Once you've hired your attorney, let him or her take over. He can help negotiate separation and who moves out of the home. He can field calls from your spouse regarding settlement, numbers, visitation or other issues. In fact, refer all calls to the attorney. This helps avoid conflict and confrontation - especially in front of the children.

If children are involved, consider hiring a child psychologist to help them through the process. The child psychologist also can help with time sharing arrangements. If the divorce is particularly contentious and puts the children's interests at risk, a Guardian ad Litem can be appointed by the court. This professional advocates for the children, recommends therapy, communicates with teachers, neighbors and friends, and suggests how best to deal with the child's situation.

Other professionals to consider: Forensic accountants, to pour over all financial documents to determine true income, conduct studies to ascertain money spent on lifestyles, and uncovering hidden assets and income; appraisers for real property, personal property and businesses; and a vocational expert to render opinions on your spouse's actual earning capacity.

Mediation & Trial

Most judges require that a reasonable attempt at mediation be made before a divorce heads to trial.
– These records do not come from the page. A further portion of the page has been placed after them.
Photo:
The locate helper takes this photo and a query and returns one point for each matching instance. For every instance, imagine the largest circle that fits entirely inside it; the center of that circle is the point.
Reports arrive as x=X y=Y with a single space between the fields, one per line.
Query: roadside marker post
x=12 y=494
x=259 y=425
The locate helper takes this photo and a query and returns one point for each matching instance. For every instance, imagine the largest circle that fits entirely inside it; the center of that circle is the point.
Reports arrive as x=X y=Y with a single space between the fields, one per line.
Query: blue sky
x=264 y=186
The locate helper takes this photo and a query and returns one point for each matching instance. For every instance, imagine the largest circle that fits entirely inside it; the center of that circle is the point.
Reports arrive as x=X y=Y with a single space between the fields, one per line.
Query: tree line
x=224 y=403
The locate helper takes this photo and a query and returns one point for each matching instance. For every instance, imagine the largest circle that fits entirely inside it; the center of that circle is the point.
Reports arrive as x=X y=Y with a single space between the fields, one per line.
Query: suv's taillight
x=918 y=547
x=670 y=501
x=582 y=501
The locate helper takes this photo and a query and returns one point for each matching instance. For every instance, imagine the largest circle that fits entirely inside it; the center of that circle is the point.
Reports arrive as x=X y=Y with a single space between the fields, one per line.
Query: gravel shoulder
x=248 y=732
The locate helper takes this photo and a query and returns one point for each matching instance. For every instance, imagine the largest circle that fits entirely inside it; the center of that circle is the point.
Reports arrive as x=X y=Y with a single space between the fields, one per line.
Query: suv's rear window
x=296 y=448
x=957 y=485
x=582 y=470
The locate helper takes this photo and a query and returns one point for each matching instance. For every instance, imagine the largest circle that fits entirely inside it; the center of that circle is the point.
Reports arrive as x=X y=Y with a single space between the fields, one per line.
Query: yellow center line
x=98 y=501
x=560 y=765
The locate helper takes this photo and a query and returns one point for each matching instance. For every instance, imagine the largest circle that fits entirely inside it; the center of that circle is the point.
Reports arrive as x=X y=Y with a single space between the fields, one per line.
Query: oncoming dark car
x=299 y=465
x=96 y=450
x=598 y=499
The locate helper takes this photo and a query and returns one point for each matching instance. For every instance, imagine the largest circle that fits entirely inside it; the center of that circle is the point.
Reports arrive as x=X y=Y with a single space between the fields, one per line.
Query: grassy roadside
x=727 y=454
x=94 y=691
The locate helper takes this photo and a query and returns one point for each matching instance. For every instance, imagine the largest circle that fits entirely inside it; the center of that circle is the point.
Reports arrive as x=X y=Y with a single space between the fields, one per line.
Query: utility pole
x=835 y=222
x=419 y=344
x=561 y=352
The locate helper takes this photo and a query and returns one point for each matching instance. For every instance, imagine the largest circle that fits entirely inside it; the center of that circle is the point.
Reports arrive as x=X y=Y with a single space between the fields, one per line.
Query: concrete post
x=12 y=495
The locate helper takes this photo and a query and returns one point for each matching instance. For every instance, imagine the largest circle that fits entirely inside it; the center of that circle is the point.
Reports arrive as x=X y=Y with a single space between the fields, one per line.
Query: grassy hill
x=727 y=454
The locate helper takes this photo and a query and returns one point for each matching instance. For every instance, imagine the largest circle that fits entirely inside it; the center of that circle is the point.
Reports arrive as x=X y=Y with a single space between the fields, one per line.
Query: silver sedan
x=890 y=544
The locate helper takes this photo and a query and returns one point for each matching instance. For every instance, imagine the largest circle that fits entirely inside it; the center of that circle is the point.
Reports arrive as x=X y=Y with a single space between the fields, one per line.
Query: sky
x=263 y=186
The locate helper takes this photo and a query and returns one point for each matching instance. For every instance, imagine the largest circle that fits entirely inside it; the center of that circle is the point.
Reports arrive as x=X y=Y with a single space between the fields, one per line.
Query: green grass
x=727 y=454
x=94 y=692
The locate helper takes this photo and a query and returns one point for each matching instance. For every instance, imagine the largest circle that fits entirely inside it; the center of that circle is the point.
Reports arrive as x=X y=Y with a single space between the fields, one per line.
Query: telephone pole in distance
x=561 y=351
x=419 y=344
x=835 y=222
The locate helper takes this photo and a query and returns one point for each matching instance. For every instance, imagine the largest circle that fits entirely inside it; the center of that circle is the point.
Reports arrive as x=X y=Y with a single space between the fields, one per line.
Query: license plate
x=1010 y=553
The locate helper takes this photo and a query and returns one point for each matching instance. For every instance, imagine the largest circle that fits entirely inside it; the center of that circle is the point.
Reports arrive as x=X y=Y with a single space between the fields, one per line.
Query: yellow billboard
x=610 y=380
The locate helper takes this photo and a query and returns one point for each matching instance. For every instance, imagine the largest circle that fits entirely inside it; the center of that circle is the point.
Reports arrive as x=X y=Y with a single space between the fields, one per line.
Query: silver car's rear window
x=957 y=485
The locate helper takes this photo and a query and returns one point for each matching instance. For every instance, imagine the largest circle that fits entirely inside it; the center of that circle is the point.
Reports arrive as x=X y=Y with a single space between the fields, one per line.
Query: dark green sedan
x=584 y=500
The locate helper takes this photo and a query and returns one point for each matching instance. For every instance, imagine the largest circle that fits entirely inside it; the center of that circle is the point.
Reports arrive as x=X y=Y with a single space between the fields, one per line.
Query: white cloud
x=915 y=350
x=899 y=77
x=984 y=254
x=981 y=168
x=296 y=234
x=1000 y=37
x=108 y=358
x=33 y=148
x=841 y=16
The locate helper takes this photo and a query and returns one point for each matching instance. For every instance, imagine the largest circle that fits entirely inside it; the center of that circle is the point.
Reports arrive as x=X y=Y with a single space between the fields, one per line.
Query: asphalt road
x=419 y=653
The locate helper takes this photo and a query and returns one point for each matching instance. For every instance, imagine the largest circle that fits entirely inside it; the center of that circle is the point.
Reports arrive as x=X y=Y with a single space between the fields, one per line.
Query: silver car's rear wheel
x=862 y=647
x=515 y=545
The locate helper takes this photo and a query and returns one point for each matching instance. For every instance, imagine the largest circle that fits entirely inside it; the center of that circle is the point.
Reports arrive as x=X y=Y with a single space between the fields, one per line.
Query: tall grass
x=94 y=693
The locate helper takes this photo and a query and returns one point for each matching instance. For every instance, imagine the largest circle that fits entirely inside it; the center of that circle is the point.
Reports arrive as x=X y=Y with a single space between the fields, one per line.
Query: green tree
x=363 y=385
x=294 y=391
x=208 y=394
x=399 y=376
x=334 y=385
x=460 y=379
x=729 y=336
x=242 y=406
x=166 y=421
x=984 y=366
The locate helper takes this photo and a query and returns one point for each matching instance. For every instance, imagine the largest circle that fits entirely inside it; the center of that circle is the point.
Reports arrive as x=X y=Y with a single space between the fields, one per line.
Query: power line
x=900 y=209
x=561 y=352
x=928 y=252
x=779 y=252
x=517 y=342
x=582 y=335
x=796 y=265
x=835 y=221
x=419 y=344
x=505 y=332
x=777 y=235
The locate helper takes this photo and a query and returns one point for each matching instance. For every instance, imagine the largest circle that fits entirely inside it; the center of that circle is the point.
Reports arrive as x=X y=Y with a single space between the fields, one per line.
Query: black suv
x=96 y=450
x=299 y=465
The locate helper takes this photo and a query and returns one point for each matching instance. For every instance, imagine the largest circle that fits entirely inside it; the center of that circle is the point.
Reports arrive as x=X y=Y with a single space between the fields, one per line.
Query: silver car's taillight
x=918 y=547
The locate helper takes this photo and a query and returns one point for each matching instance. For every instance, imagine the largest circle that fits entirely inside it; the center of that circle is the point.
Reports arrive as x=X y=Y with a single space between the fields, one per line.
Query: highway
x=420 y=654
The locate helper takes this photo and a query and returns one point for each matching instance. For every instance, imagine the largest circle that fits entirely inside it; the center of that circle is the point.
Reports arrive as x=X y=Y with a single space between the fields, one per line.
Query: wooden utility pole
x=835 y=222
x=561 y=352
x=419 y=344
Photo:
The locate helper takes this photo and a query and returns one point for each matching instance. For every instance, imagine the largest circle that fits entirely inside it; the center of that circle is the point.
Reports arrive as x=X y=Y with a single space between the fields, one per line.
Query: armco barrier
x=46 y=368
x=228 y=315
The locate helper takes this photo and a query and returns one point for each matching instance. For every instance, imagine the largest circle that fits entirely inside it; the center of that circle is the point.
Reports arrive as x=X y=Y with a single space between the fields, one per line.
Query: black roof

The two lawyers will select a qualified mediator. Prices range from $200 to $375 an hour, depending on experience and reputation. When an agreed-upon mediator negotiates a settlement, the decision generally is binding.

If the sides cannot settle using a mediator, the case may go to trial. This can last from less than a day to several weeks, depending on the issues, the number of witnesses, or the complexity of the case. While mediation or trial formally ends the marriage, some issues can linger. These can include remarriage or relocation of the ex-spouse, financial issues, or child-related concerns.

"Divorce is never easy," Finkel said. "But preparation can help you feel ready for the experience, and more at ease with the outcome."

Barry I. Finkel P.A., is a Fort Lauderdale, Fla., law firm limited to the practice of family law. In practice since 1983, Mr. Finkel handles complex divorce matters for clients throughout South Florida.